Billingsley is not the only friend Vaughn and Favreau brought along, with Jason Bateman, Kristen Bell and Malin Akerman adding to the jovial ensemble cast. Unfortunately, "Couples Retreat" proves to be nothing more than a happy cast, an island backdrop and a yawn-inducing script.
In "Couples Retreat" Vaughn, Bateman and Favreau play Dave, Jason and Joey, the patriarchs of three relatively dysfunctional families. Dave is distant, Jason is controlling and Joey is constantly toeing the line between flirting with the opposite sex and outright cheating. At Jason's behest, the gang and their wives (Akerman, Bell and Kristin Davis) embark on a fun-filled trip to Eden, a couples' resort in Bora-Bora. More than simple island fun is on Eden's menu though, when the group finds themselves in mandatory marriage counseling.
"Couples Retreat" has a few things working for it. The likeability of the cast and the island locale work for the film, but the script does all but hang together. Although the film does flow relatively well between its multiple storylines, the script never seems to decide whether it wants to be a real commentary on love and marriage or simply a ridiculous situational comedy.
The script blatantly tells the audience the characters have learned their lesson, but the nature of the film keeps the viewers from truly seeing the evolution of the characters into the couples they are supposed to be.

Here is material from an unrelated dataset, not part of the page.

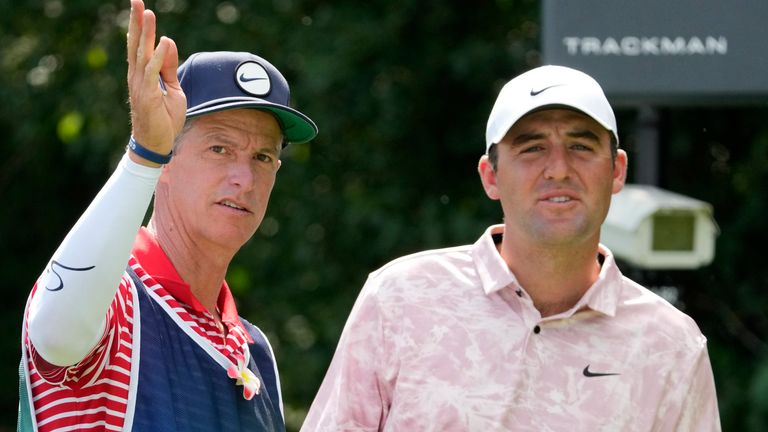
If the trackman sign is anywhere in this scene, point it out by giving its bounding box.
[563,36,728,56]
[541,0,768,106]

More than anything, "Couples Retreat" brings us nothing we have not seen before. The ideas of an arrogant husband often fighting with the wife he ultimately loves, a woman who wants to end her relationship for all the right reasons or a quip slinging, relatively good, but ultimately conflicted men are all things we have seen before.
Not to mention we've seen the same tropes from these very actors before. Favreau honed his bravado in "I Love You, Man," Bell has righteously quashed a relationship in "Forgetting Sarah Marshall" and Vaughn has spit out deliriously dizzying speeches in nearly every movie of which he has taken part. Although the starring actors are clearly phony in their performances, the supporting cast sold their goofy roles, providing some of the only laugh out loud moments. Peter Serafinowicz's smooth-voiced, "Guitar Hero"-loving Sctanley and Jean Reno's super-Zen marriage counselor are a few of the fun side characters who remain thoroughly underutilized. The background actors added a great amount of humor to the film, but unfortunately they only added to the silly humor already provided by the main characters.
Ultimately, Billingsley and co. did not really know what made their film funny, overusing what they thought was working and throwing aside what truly did. The result is "Couples Retreat," a forgettable, annoyingly light-hearted movie that simply runs too smooth to be of any note, leaving the audience wondering if the entire movie was simply a ploy for the actors to vacation in Bora-Bora.